Tuesday, October 02, 2012

Play: Theatre in the Abstract


Medea/ Macbeth/ Cinderella Adapted by Bill Rauch and Tracy Young from Euripides' Medea, Translated by Paul Roche, Music and Lyrics by Shishir Kurup, William Shakespeare’s Macbeth, Rodgers and Hammerstein’s Cinderella, Music by Richard Rodgers, Book and Lyric by Oscar Hammerstein II. Oregon Shakespeare Festival, Bowmer Theater.

Short Version: A Brief History of Theater. I think.

This is a mystery basket of a play. No, really, like when you’re watching Chopped, and they open the basket for the appetizer round and the chefs are given watermelon candy, Brussel sprouts, and reindeer meat and given twenty minutes to come up with something? In this case, the basket contains The classic Greek play Medea, Shakespeare's Macbeth, and the Broadway version of Cinderella. You have three hours. And your time starts - now.

And the result is sort of like watching three televisions tuned to different channels. Sometimes the connections of there (the overlap of conversations answering questions asked in another dimension), and save for the three are protagonists, there isn’t a lot obviously binding them together.Our entry character into the play is an usher (Mark Bedard) who finds himself impressed in a number of minor roles through the play, shoved out to be a servant or a herald or some necessary piece of exposition, but he is more framing device than viewpoint character. He pitches down this rabbit hole and is soon as lost as the rest of us. And while some characters do flip over (Banquo's ghost dances with the Ugly Stepsisters at the Prince's ball, The Fairy Godmother (a sparkling K.T. Vogt) transforms to Hecate to speak with Macbeth's Witches), most of them stay in their dimensions, acting out the play in parallel dimensions.

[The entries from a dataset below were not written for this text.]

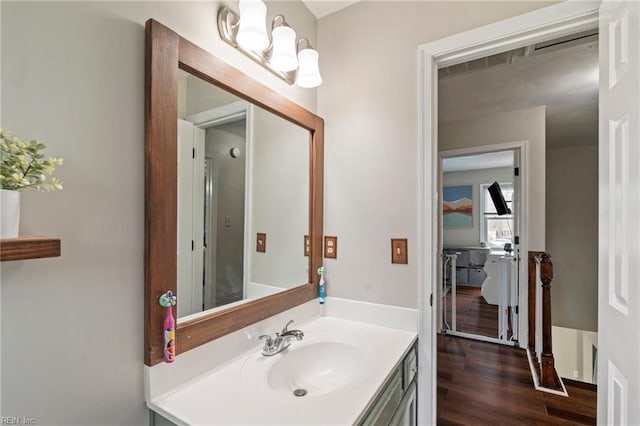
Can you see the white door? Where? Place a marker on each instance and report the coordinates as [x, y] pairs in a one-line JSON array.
[[619, 226], [190, 223]]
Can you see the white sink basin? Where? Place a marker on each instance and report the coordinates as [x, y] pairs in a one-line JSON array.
[[317, 367]]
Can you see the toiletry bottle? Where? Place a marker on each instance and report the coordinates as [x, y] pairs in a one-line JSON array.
[[169, 336], [321, 286]]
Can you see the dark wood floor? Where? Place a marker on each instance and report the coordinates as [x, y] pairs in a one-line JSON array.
[[474, 315], [483, 383]]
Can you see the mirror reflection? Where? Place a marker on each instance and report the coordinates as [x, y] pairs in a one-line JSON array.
[[243, 200]]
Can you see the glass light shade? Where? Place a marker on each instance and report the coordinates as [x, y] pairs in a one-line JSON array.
[[252, 34], [308, 72], [283, 56]]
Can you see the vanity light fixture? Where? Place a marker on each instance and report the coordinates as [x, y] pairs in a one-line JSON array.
[[294, 62]]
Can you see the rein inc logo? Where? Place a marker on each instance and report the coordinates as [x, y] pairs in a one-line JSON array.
[[17, 420]]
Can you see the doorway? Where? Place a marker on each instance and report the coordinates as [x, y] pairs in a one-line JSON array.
[[555, 21], [479, 240]]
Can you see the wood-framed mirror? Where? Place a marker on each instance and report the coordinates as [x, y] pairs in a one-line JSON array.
[[167, 56]]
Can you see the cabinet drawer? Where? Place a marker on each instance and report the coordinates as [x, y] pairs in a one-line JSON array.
[[385, 406]]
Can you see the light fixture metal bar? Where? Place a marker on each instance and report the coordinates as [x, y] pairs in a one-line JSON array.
[[228, 28]]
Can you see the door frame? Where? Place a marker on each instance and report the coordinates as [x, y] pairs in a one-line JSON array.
[[235, 111], [521, 203], [550, 22]]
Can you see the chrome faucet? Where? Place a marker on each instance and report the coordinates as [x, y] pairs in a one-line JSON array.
[[274, 345]]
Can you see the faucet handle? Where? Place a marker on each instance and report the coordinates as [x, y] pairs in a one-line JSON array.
[[269, 339], [286, 327]]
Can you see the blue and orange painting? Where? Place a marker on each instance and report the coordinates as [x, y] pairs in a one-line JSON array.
[[457, 206]]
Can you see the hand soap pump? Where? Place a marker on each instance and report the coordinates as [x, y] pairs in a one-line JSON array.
[[322, 293]]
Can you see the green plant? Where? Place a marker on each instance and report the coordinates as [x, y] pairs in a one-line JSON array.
[[23, 165]]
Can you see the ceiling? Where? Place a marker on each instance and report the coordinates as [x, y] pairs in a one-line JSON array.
[[489, 160], [563, 76], [322, 8]]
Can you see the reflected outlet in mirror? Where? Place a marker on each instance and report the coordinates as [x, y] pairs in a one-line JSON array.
[[242, 171]]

Deja Vu: Lady Macbeth at the Tate
They run at the same time, the conversations of one supposed to be overlapping the others, creating noise from which you can pick out the plots. At first I thought it was a microphone problem, but soon you succumb to the cacophony and get to an initial first point - its not about the words. Instead you start following the general arc of theater as a performance in itself. Here is exposition. Here is rising action. Here is the first crisis point. Here is the initial decision by the protagonist. Here is the big number before the intermission. Here is the complication. The exact nature of these developments are different for every play, but they are still there - we're showing off the integral building blocks of a play.

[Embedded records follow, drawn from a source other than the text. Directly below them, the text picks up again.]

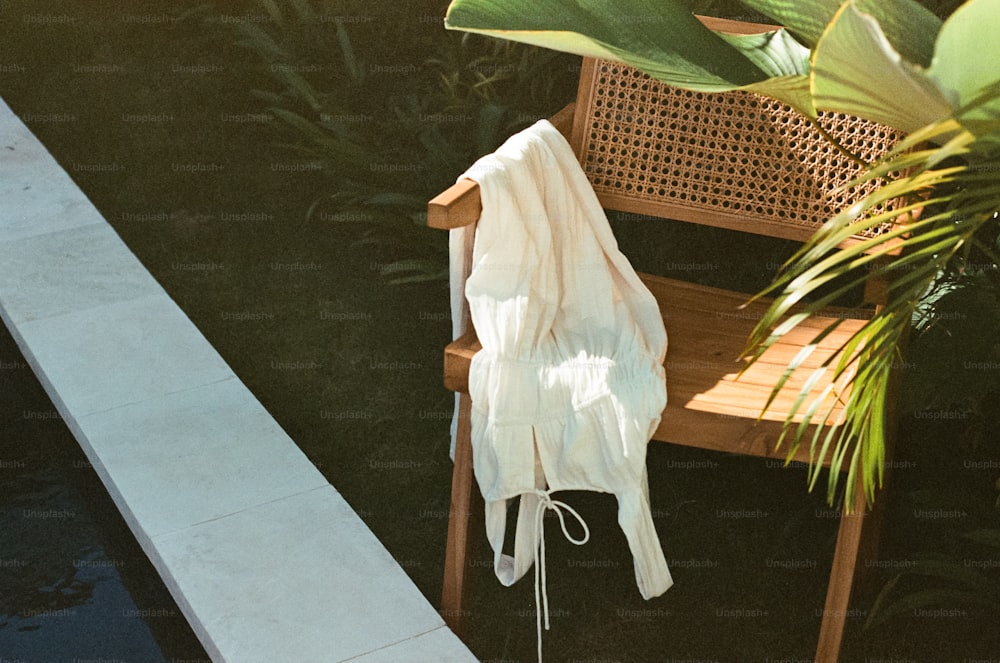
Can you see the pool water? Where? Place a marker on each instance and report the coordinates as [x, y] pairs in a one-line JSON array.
[[74, 584]]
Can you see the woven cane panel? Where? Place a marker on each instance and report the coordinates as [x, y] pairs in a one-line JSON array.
[[731, 154]]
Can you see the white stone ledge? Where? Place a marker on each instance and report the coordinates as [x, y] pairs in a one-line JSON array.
[[266, 560]]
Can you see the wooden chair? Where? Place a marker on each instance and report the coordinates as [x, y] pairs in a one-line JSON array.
[[731, 160]]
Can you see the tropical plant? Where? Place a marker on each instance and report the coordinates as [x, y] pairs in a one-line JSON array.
[[387, 108], [891, 61]]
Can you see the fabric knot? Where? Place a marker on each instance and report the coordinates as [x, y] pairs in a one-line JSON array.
[[545, 502]]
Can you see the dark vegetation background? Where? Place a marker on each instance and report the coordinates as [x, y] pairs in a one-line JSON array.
[[270, 169]]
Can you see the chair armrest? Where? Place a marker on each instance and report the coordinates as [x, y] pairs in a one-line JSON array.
[[460, 205]]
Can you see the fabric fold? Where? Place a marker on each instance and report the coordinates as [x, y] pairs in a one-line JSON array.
[[569, 385]]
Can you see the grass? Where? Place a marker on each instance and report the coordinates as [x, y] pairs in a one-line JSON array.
[[351, 367]]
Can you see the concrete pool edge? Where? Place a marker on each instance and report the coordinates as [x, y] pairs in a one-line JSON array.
[[229, 510]]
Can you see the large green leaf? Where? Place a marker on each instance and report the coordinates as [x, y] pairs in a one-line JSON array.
[[910, 27], [857, 71], [663, 39], [967, 62]]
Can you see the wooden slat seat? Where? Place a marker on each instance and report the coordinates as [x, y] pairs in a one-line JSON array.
[[710, 405], [727, 160]]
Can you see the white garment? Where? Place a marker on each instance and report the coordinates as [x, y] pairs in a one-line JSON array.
[[569, 386]]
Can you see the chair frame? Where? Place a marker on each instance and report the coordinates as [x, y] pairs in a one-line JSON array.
[[725, 426]]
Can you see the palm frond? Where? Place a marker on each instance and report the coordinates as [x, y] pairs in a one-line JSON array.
[[955, 197]]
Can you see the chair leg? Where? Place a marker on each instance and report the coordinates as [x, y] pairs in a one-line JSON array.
[[457, 552], [857, 542]]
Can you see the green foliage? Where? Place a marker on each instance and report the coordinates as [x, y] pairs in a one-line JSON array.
[[390, 109], [895, 62]]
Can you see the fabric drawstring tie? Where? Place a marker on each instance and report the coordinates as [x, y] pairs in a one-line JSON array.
[[546, 502]]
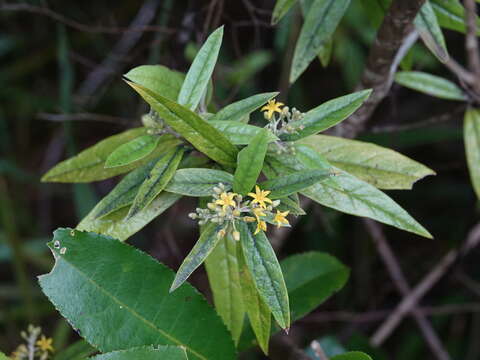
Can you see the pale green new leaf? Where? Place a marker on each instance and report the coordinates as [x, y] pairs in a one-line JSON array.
[[166, 352], [204, 246], [250, 163], [159, 176], [471, 135], [132, 151], [430, 84], [379, 166], [320, 24], [327, 115], [198, 182], [200, 71], [109, 291], [238, 110], [191, 126], [267, 275]]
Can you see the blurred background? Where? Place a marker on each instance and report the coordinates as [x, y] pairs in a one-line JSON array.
[[62, 91]]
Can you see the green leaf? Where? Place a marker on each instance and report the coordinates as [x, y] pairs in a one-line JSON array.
[[238, 110], [283, 186], [250, 163], [157, 179], [198, 182], [200, 71], [430, 84], [132, 151], [224, 277], [471, 134], [239, 133], [327, 115], [192, 127], [311, 278], [166, 352], [320, 24], [203, 247], [267, 275], [159, 78], [429, 30], [379, 166], [109, 291], [115, 225]]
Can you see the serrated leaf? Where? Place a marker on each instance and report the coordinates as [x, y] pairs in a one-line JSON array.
[[471, 135], [266, 273], [115, 225], [102, 286], [239, 133], [198, 182], [159, 176], [132, 151], [327, 115], [429, 30], [166, 352], [159, 78], [223, 272], [200, 71], [191, 126], [379, 166], [430, 85], [250, 163], [238, 110], [203, 247], [320, 24]]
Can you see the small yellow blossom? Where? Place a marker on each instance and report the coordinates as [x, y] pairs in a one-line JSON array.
[[226, 200], [260, 197], [45, 344], [280, 218], [271, 107]]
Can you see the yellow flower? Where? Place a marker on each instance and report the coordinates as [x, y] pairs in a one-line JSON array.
[[272, 107], [226, 200], [260, 197], [280, 218], [45, 344]]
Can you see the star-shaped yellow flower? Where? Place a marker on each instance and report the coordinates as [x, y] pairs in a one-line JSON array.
[[271, 107], [226, 200], [260, 197], [45, 344], [280, 218]]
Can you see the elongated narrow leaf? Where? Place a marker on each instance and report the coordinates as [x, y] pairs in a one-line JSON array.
[[471, 134], [430, 84], [238, 110], [157, 179], [159, 78], [109, 290], [224, 277], [192, 127], [204, 246], [115, 225], [166, 352], [327, 115], [320, 24], [200, 71], [429, 30], [132, 151], [198, 182], [267, 275], [239, 133], [250, 163], [379, 166], [289, 184]]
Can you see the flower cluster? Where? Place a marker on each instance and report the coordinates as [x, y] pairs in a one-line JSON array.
[[228, 207], [37, 346]]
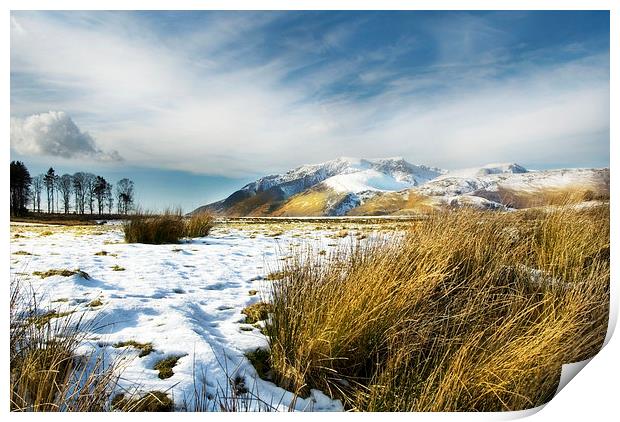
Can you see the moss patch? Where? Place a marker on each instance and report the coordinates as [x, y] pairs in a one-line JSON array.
[[41, 320], [62, 273], [95, 303], [153, 401], [257, 312], [21, 253], [165, 366], [261, 361], [276, 275], [144, 348]]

Another thing happens as we progress - we start deconstructing the actors themselves. The Medea cast is female and masked. The Macbeth crew is decked out in Modern Regulation Shakespearean and mostly male: Lady Macbeth (Christopher Liam Moore again) is wearing the green Ellen Terry dress that John Singer Sargeant painted (and I saw a month ago at the Tate in London). Cinderella has all the costuming gewgaws of Broadway. But as we move to the final resolution (Macbeth fights Macduff knowing he will lose, Cinderella agrees to try on the slipper, Medea confronts Jason), the masks and costumes are shed in a slow striptease that leaves the actors in their basic black shirts and slacks, their characters themselves peeled away from them.

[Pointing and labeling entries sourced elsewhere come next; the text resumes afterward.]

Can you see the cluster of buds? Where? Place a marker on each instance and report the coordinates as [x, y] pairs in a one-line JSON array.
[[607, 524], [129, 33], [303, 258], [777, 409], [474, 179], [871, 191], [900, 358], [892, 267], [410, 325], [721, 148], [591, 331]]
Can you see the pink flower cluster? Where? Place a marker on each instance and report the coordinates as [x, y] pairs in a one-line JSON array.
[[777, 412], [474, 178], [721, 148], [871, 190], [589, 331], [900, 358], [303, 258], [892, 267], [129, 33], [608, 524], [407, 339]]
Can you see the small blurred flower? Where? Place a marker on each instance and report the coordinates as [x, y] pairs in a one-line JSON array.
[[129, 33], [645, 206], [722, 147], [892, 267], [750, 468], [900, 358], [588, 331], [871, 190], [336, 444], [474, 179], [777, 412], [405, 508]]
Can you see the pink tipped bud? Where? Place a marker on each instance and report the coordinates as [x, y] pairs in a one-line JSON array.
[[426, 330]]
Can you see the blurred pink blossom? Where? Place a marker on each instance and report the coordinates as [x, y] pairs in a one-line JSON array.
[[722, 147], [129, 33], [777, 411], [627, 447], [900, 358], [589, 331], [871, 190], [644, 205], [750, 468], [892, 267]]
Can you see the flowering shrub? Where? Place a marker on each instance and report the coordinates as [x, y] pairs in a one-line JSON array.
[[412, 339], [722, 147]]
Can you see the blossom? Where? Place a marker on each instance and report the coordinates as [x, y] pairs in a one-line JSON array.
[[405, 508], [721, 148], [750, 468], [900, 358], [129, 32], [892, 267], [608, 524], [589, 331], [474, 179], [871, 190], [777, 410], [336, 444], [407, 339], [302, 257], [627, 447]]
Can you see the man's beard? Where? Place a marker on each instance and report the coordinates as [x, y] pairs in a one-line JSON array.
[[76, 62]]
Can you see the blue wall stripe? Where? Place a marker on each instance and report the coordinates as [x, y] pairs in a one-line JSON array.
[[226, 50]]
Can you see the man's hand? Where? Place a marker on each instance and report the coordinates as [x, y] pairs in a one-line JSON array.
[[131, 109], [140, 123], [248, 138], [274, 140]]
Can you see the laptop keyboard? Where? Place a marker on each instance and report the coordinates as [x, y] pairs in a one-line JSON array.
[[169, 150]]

So this is a comparative history of theater, taking three examples, running them over each other and looking for commonalities. The true interweaving the the characters happens at the 11th hour and may not make sense if you've been thrown earlier on. It is a play with a lot of words, but the words are not important, actions but the actions are deceptive, characters where characterization is ultimately secondary, where knowledge of the source material both helps and hinders (I never had seen the R&H Cinderella and thought it the Disney version initially, while the Lovely Bride says that she has spent thirty years trying to forget the "Impossible" song, only to have it be laid on her brain anew). It is an abstract approach to theater as a whole, which is good, but like abstract art, can completely throw the viewer.

At heart, I liked this play, but it is a tough, uphill sort of affection, more applied after the fact than when you're trying to come to terms with it in its midst. I have bagged on traditional theater for not reaching more. This one does, but it is wobbly about whether it achieves it.